My last post in the Wives section discussed my feelings surrounding the question of, “When Are You Having Kids?” In that piece, I wrote that two years ago when Bernard and I got married, we were not ready to have children. One very astute reader picked up on the wording of this sentence and ask me if that meant I was feeling ready now?
The simple answer is yes.
How do I know?
The truth is, I don’t. I don’t believe I can say with absolute certainty that I am ready because how does anyone know they are ready for parenthood? But, if you have read any of my previous posts you may have gathered that I am an over-thinker, and like every other area of my life, I have given this topic a lot of thought. While I can’t give absolute certainty, I can provide what brought me to feel I am now ready for children.
Since our wedding day in September of 2015, I have noticed a shift in my feelings towards children. My heart melts now when I see a baby, and I never use to feel that way. Most of my life I have felt indifferent towards kids; however, I now find myself smiling at the sight of them. Perhaps it was the birth of my niece and watching her grow, learn, and change that awoke these dormant feelings towards children. Nevertheless, my shifting attitudes toward kids are by no means a definitive sign that I am ready; it is merely something I have noticed about myself.
In addition to my personal feelings, I did research for this post, and I spoke to new moms and read countless articles on the subject of readiness for starting a family.

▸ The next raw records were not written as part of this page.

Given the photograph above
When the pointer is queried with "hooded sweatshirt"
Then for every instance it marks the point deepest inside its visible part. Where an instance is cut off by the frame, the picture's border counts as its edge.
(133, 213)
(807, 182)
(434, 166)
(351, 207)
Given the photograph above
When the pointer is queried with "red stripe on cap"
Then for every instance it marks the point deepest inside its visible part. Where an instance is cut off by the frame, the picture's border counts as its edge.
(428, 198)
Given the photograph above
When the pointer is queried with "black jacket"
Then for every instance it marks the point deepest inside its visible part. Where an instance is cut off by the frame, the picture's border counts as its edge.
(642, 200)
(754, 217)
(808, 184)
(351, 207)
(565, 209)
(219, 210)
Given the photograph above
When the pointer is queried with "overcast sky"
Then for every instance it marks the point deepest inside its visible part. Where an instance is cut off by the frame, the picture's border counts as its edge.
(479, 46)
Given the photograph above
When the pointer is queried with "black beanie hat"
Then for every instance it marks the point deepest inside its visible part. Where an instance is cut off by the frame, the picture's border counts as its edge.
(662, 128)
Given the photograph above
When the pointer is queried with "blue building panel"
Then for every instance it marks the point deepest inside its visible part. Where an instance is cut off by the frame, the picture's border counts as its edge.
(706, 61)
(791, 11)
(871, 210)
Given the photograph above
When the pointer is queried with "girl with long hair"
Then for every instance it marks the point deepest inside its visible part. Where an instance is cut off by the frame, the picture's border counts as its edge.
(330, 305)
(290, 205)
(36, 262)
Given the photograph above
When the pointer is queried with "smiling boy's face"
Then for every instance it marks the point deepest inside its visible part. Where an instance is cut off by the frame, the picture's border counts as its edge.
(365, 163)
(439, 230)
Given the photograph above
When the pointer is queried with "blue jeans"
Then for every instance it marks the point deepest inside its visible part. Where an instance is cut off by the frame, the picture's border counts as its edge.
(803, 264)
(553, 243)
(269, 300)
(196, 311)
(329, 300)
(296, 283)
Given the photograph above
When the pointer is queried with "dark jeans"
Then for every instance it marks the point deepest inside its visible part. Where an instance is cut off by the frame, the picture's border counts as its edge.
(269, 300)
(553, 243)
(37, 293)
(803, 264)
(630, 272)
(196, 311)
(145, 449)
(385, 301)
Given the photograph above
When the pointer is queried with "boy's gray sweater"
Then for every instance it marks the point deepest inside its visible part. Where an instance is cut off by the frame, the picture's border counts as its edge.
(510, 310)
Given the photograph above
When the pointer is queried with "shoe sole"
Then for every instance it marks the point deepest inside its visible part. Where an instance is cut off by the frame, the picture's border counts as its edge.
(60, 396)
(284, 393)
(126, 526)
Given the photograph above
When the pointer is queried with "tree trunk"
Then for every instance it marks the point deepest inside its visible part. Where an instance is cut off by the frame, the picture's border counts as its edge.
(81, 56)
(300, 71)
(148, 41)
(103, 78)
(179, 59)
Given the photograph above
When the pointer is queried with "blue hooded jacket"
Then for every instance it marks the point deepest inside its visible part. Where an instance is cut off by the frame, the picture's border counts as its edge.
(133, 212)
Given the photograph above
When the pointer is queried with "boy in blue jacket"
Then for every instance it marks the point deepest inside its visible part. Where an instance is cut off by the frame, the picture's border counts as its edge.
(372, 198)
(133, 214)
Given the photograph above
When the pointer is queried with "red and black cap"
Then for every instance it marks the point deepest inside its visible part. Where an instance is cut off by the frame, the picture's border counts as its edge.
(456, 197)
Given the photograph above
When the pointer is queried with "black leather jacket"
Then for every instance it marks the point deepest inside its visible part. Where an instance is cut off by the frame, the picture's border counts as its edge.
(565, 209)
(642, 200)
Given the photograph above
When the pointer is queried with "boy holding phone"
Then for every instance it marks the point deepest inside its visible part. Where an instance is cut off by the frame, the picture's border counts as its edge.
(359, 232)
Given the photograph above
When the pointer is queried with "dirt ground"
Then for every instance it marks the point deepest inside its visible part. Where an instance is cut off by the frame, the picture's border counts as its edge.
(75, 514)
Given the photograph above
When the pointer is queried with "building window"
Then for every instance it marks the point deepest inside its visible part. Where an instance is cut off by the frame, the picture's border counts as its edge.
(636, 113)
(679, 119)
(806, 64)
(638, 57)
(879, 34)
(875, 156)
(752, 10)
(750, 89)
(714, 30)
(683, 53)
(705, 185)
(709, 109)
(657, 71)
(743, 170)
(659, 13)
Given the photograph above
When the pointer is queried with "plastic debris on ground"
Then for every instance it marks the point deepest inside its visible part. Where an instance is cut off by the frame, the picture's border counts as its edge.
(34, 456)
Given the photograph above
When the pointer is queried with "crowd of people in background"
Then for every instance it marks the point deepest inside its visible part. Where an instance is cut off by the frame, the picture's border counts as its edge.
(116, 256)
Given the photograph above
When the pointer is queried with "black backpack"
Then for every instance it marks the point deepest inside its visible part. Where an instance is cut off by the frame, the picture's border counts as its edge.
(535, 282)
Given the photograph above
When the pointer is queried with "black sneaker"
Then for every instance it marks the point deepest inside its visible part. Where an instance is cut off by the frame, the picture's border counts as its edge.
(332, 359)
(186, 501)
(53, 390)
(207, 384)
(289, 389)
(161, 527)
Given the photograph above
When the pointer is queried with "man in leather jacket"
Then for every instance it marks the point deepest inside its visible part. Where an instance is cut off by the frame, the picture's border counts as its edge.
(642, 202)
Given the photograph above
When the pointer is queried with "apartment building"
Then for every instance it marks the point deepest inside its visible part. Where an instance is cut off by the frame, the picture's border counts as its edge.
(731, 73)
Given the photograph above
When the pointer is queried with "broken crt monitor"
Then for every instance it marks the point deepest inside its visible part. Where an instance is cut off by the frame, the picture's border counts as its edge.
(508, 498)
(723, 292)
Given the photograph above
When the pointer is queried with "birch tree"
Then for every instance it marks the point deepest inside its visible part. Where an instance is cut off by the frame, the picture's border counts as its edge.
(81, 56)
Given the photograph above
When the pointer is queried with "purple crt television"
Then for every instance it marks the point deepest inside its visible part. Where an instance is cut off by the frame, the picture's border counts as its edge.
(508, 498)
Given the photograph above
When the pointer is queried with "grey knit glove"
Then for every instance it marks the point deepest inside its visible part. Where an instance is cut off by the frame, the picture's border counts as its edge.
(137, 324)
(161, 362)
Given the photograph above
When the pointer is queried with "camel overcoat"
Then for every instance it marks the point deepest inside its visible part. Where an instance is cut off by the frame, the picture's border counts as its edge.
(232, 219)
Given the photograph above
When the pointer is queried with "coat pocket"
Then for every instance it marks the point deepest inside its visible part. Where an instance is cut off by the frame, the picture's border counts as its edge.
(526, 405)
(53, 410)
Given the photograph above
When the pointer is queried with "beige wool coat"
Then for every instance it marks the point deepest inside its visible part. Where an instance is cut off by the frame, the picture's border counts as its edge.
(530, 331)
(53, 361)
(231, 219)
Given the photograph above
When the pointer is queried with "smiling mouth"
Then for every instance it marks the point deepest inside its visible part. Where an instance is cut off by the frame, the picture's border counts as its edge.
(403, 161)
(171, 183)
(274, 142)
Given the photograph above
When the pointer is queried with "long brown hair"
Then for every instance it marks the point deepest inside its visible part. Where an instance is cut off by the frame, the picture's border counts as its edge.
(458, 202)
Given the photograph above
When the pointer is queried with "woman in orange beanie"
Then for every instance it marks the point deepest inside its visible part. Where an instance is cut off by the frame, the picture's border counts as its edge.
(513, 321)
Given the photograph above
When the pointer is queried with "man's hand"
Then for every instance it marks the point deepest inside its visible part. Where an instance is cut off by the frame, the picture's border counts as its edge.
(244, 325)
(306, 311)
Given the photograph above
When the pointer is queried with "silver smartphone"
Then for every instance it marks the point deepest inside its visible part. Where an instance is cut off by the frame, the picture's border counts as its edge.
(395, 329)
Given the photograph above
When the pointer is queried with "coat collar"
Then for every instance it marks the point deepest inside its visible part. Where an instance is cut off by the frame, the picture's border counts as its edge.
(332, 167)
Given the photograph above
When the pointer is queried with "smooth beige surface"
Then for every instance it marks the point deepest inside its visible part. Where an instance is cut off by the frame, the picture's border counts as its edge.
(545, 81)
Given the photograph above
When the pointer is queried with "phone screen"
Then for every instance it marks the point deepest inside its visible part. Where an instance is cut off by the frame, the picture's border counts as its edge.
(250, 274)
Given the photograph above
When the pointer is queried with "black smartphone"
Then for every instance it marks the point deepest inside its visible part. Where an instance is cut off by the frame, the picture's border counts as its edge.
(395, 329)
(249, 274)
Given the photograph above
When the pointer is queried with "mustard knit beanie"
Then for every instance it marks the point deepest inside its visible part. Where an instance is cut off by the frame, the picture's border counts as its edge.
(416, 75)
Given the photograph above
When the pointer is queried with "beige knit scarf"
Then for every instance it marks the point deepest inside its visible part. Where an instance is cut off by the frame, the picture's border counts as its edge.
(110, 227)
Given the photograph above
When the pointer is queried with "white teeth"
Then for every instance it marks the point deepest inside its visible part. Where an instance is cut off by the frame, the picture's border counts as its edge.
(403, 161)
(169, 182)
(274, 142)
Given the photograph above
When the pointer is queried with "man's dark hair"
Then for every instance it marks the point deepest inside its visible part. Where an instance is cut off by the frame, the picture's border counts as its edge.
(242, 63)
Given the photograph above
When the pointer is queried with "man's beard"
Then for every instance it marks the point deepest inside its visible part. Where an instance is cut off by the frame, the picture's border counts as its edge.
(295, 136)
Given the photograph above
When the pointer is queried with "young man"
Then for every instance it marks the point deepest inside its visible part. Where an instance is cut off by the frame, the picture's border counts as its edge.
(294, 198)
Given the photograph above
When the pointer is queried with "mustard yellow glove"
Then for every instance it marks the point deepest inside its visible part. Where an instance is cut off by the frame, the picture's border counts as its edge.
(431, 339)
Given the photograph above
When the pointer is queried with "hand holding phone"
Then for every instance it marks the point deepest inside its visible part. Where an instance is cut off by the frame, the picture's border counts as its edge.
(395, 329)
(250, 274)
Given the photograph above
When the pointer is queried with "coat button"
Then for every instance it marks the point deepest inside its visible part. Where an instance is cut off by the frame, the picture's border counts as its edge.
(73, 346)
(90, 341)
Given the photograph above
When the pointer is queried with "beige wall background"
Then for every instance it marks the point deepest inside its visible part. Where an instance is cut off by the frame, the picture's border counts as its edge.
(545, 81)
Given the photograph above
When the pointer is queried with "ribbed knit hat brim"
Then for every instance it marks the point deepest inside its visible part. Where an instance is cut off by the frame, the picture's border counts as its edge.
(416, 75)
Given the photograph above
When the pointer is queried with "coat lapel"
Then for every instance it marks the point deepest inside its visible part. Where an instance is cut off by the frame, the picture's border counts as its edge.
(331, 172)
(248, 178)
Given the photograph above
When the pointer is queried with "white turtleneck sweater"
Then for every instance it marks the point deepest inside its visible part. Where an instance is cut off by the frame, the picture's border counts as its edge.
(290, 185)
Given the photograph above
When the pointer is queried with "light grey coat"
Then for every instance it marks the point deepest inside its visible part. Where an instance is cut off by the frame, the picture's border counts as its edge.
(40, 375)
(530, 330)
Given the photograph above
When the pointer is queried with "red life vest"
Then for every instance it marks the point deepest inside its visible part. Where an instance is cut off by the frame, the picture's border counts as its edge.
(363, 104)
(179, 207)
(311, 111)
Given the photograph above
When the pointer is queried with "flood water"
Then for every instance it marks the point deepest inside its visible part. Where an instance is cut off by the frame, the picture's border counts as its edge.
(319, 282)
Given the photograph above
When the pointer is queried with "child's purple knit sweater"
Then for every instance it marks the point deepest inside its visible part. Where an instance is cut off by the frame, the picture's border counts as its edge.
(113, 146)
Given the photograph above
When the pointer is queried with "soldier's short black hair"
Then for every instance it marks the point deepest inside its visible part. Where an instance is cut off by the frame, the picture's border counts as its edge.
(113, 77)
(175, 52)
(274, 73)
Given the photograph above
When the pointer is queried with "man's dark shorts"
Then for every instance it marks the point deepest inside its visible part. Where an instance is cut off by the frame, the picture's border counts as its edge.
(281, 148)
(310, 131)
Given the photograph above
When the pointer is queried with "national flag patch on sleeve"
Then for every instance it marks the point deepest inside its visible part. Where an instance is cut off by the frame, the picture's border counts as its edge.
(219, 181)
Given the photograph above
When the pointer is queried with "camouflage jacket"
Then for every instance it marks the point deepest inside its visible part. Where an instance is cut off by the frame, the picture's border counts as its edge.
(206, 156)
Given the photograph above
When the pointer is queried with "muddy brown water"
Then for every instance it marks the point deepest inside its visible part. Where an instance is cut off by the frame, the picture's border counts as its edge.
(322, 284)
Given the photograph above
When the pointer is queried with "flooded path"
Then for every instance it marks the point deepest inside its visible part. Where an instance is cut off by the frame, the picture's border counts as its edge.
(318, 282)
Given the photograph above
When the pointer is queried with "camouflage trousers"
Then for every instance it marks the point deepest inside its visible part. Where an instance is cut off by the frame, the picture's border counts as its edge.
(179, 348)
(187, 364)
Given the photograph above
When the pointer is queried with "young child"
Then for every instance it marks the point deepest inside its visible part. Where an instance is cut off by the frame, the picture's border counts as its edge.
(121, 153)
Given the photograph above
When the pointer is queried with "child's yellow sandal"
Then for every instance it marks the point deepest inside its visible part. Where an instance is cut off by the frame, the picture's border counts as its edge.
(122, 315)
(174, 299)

The most important point raised was about the state of your marriage. It is strongly suggested that a couple should have a rock solid marriage before bringing children into the picture. While Bernard, and I have our moments, our ability to work as a team has increased significantly since our wedding day. We owe a lot of credit to our Bull Terrier, Alvin who we brought home at eight weeks old, less than two months after getting married. Alvin taught us how to co-parent. We had to discuss and decide together how we would discipline Alvin, who would get up with him in the middle of the night, who would feed him, who would walk him. Our focus shifted from ourselves and our relationship to this other living thing that relied on us. I think our relationship is stable in many ways, but our cohesiveness when it comes to Alvin gives me plenty of confidence in our ability to raise a child.
Many articles asked the question, “Why are you having a child?” The question works in congruence with the state of your marriage. If you have a child to supplement something that is lacking in your relationship, then you are having a child for the wrong reasons. Bernard and I are both content with our marriage as is, but we have always envisioned expanding our little family and all the joys that come with that chapter of our lives.
A new mother and I were speaking on this topic the other day, and she raised an interesting question, she asked, ” Are you in love with the idea of babies and all their cuteness, or do you like the reality of being a parent?” She went on to explain that she has known women who live in a fantasy world thinking only of the cute baby clothes and the decorating of the nursery; then once the baby arrives they experience a rude awakening of the actualities of motherhood. While I can’t say I am looking forward to changing dirty diapers, crying, and sleep deprivation, I am very well aware that is the reality. However, with that comes all the incredible moments of watching this tiny human become aware of the world around them. The raising of a child and all the challenges and triumphs that it presents, is what I find myself looking forward to the most about parenthood.
“What about your husband? Is he ready?”
Bernard and I discuss everything openly and honestly. It is the only way we feel our relationship can be successful. Therefore, the decision of whether we were ready to start a family was not one I decided unilaterally. We sat down; we talked, and we came to the same conclusion.
Ultimately, whether or not my husband and I have a child is out of our hands. We can prepare, we can hope, and we can pray. If or when we are blessed with a child, I know Bernard and I will be ready.